Q= [(-V^2 XL^2) / ((R + jXL)^2)] / XL

Q= (-V^2 XL^2) / (XL*((R + jXL)^2)) ->VAR

am i right? :/

 

[stepfanie]

C) active power in each resistor?
P=V^2/R1
P=V^2/R2
P=V^2/R3
XL has no active power
D) Reactive power?

Q= V^2/XL

E) Total current
It=V/R1+V/R2+V/R3+V/XL

not sure?

for c) we not need to calculate the total P ? just P in each resistance ?

and for b) we just use the magnitude of Vab and how about the XL ?

 

[Sam 007]

I don't really think you have to use Vab from part B for part C just the voltage V∠0°

Yeah for part C. just calculate the power in each resistance, XL is not a resistor its an inductor has no resistance.

But than again I am not sure will have to ask nascent

 

[stepfanie]

I don't really think you have to use Vab from part B for part C just the voltage V∠0°

Yeah for part C. just calculate the power in each resistance, XL is not a resistor its an inductor has no resistance.

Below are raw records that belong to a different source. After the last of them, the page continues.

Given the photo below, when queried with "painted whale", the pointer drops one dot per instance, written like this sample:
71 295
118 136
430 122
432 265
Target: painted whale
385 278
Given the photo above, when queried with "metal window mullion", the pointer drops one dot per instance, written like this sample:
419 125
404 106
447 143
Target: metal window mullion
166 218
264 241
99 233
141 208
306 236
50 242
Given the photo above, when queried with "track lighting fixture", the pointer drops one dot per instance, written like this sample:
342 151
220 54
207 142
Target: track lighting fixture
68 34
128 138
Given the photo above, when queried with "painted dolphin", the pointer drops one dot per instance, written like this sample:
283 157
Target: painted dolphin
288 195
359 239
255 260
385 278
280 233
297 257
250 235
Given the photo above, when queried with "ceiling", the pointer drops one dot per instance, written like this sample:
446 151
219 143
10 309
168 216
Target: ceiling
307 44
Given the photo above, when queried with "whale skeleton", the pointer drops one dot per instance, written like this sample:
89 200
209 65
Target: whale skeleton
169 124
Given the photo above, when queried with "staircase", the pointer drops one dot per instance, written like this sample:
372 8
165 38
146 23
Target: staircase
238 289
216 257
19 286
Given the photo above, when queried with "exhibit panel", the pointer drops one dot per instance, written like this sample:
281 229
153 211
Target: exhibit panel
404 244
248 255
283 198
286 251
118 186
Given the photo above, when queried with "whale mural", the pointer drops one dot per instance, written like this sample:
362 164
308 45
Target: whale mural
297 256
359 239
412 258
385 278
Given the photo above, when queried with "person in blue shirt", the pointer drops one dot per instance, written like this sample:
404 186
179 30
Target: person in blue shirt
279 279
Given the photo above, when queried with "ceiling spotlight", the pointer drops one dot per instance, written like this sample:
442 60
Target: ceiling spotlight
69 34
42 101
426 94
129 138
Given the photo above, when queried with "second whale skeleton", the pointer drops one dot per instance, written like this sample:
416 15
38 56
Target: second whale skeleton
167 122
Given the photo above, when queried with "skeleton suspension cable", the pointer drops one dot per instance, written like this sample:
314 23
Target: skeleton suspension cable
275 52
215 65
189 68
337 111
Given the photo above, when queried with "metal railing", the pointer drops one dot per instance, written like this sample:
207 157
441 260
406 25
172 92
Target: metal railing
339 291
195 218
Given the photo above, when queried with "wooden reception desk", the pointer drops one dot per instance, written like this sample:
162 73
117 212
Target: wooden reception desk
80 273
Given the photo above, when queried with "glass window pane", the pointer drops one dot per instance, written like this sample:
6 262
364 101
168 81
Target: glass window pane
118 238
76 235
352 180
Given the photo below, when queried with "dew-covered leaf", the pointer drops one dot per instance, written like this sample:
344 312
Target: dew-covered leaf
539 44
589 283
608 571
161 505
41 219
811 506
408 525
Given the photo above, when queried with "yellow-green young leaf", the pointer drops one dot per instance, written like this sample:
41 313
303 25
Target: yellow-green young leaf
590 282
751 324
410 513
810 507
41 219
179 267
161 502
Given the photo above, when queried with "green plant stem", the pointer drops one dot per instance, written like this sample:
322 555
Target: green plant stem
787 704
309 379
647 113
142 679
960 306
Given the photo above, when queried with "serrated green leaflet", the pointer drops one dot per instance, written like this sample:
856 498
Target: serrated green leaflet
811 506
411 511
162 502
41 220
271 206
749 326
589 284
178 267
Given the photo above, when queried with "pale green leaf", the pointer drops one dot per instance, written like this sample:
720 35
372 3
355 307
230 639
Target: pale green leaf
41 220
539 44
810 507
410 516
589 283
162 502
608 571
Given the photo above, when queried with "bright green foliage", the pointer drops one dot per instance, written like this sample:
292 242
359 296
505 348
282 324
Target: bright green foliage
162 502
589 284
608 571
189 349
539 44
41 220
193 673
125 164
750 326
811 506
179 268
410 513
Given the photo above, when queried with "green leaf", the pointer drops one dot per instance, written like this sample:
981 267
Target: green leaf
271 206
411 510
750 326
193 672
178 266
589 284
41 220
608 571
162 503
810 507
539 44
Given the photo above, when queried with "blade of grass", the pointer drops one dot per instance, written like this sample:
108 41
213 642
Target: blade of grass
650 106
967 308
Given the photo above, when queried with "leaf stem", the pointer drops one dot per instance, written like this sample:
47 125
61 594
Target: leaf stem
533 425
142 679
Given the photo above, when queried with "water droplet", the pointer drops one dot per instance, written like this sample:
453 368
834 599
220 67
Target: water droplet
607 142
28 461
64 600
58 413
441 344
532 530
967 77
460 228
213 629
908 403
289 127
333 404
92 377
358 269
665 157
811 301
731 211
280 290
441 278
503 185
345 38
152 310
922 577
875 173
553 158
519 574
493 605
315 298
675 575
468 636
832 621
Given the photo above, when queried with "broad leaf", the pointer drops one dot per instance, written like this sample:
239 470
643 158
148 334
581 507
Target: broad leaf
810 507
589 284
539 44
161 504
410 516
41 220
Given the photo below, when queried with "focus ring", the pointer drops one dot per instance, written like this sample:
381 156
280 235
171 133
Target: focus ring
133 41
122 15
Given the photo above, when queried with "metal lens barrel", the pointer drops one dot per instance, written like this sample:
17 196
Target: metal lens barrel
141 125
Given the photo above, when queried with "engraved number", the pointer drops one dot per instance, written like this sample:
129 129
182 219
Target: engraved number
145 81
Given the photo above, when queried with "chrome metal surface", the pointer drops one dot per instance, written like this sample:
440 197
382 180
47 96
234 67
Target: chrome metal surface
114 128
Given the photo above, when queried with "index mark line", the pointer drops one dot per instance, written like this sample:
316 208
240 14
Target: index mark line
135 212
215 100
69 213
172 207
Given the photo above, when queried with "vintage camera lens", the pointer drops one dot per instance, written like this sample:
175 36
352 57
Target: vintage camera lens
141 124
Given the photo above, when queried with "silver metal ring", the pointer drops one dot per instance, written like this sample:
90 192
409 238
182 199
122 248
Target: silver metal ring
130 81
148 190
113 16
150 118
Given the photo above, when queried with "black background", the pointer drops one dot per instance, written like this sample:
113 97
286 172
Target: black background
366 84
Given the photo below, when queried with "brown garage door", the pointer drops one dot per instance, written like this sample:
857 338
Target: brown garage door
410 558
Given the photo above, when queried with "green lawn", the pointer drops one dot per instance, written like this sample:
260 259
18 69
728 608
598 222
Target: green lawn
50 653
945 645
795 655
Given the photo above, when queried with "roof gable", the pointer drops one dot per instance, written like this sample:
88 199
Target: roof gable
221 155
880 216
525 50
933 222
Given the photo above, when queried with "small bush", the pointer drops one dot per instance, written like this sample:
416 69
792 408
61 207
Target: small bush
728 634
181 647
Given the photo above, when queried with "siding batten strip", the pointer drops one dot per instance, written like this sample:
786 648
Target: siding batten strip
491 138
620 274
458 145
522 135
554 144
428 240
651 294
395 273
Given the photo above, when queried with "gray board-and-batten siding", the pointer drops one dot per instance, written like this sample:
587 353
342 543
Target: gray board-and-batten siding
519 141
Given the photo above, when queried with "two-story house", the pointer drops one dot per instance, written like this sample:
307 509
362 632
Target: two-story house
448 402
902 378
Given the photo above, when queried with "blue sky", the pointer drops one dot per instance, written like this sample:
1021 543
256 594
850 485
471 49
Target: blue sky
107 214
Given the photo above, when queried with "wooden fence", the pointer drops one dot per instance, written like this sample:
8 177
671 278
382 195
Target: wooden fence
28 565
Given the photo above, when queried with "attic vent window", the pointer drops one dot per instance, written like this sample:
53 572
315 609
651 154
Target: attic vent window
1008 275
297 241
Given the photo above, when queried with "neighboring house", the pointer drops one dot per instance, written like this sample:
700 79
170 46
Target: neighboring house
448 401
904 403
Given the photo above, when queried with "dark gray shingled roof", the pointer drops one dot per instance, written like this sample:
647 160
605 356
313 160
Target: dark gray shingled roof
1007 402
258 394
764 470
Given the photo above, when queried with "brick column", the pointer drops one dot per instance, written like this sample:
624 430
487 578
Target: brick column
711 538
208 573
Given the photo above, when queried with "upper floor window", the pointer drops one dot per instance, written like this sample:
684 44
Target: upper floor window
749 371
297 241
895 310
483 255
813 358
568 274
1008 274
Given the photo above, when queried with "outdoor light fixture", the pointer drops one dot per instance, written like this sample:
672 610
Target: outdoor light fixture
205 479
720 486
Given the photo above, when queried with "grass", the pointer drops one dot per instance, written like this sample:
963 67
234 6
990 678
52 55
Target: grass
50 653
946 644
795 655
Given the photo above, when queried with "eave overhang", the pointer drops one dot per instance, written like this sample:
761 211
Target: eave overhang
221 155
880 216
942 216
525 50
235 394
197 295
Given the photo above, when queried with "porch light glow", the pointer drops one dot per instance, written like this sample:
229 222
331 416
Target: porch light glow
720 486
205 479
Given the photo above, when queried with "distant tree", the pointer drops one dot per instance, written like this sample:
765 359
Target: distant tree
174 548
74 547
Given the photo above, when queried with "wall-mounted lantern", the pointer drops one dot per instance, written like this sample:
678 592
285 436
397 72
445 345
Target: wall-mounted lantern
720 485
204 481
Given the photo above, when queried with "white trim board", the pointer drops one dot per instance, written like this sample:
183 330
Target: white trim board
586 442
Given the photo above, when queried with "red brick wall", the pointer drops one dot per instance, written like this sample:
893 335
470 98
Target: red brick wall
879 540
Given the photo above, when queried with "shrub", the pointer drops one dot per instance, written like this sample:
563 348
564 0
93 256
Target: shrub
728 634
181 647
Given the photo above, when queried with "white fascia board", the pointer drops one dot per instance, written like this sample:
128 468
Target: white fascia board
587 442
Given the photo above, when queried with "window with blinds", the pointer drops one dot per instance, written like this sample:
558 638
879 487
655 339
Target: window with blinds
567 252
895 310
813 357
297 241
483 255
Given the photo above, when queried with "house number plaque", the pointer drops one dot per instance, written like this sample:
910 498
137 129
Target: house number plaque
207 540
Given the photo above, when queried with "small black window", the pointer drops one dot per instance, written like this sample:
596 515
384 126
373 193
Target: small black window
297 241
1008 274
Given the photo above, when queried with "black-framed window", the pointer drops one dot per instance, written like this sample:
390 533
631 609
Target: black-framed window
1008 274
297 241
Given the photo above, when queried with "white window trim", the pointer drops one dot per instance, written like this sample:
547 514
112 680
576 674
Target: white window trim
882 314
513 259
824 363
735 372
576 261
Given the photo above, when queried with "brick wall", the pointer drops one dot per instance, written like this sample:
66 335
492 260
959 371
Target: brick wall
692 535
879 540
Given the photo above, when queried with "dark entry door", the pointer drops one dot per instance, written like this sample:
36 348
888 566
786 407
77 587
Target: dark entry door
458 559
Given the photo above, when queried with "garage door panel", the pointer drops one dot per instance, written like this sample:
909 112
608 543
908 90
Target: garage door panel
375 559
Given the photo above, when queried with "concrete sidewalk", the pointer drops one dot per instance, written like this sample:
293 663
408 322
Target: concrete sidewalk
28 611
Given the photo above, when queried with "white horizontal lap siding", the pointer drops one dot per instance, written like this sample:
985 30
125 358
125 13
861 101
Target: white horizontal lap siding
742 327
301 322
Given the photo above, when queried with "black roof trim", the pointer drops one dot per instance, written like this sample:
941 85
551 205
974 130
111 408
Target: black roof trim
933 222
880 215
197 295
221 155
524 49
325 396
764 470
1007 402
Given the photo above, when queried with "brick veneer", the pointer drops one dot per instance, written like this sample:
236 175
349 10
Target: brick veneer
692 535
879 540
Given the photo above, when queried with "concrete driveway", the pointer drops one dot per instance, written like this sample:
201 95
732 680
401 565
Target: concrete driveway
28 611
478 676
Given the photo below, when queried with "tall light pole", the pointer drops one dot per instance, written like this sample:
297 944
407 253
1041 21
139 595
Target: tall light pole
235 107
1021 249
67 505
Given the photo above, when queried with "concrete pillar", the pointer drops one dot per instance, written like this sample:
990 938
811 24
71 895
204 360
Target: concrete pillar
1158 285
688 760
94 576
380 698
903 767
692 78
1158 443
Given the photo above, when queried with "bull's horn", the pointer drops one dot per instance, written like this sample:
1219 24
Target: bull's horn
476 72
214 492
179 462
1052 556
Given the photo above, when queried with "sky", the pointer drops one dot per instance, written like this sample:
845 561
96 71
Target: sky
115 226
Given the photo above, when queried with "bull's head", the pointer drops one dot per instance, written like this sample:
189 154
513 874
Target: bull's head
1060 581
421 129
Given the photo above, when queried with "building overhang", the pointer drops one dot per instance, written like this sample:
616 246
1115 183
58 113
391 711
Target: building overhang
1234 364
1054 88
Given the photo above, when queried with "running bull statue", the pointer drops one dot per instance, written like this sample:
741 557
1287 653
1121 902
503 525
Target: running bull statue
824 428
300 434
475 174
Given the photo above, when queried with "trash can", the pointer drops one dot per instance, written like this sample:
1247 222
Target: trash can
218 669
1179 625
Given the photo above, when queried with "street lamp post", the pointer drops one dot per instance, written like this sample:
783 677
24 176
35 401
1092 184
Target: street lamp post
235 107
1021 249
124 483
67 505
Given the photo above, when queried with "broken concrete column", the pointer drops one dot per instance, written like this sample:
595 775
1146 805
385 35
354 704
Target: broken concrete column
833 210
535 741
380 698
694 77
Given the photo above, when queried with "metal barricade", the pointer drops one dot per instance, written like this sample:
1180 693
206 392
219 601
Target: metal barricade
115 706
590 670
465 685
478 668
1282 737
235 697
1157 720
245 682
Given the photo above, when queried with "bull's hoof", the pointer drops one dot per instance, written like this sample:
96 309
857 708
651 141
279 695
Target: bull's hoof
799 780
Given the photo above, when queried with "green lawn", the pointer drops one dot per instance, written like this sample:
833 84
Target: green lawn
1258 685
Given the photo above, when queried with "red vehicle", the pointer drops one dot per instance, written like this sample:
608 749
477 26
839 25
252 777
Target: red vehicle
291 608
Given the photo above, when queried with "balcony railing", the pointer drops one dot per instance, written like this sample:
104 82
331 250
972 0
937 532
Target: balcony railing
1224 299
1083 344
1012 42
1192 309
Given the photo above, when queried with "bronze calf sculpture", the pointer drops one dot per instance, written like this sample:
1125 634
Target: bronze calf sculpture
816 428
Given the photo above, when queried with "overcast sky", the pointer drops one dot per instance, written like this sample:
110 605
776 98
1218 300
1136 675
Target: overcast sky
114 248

But than again I am not sure will have to ask nascent

thank you.

but if i want to find the total active power ? what will it be..
and can u solve d)? I am not sure I am doing correctly.

 

[Sam 007]

well this is the way I would do it but stephanie I think it may not be right


P=V^2/R1+V^2/R2+V^2/R3

 

[stepfanie]

well this is the way I would do it but stephanie I think it may not be right


P=V^2/R1+V^2/R2+V^2/R3

this is what i got as well.

 

[NascentOxygen]

well this is the way I would do it but stephanie I think it may not be right

P=V^2/R1+V^2/R2+V^2/R3

That could only be right iff there is a voltage of amplitude V across each individual element, R1, R2, and R3, and there isn't. None has V volts across itself.

But for the series pair R-R you can say V volts exists across that pair.

 

[NascentOxygen]

for d)

Q=|V^2| / XL

v= (jXL / (R + jXL)) *v -> voltage divider rule.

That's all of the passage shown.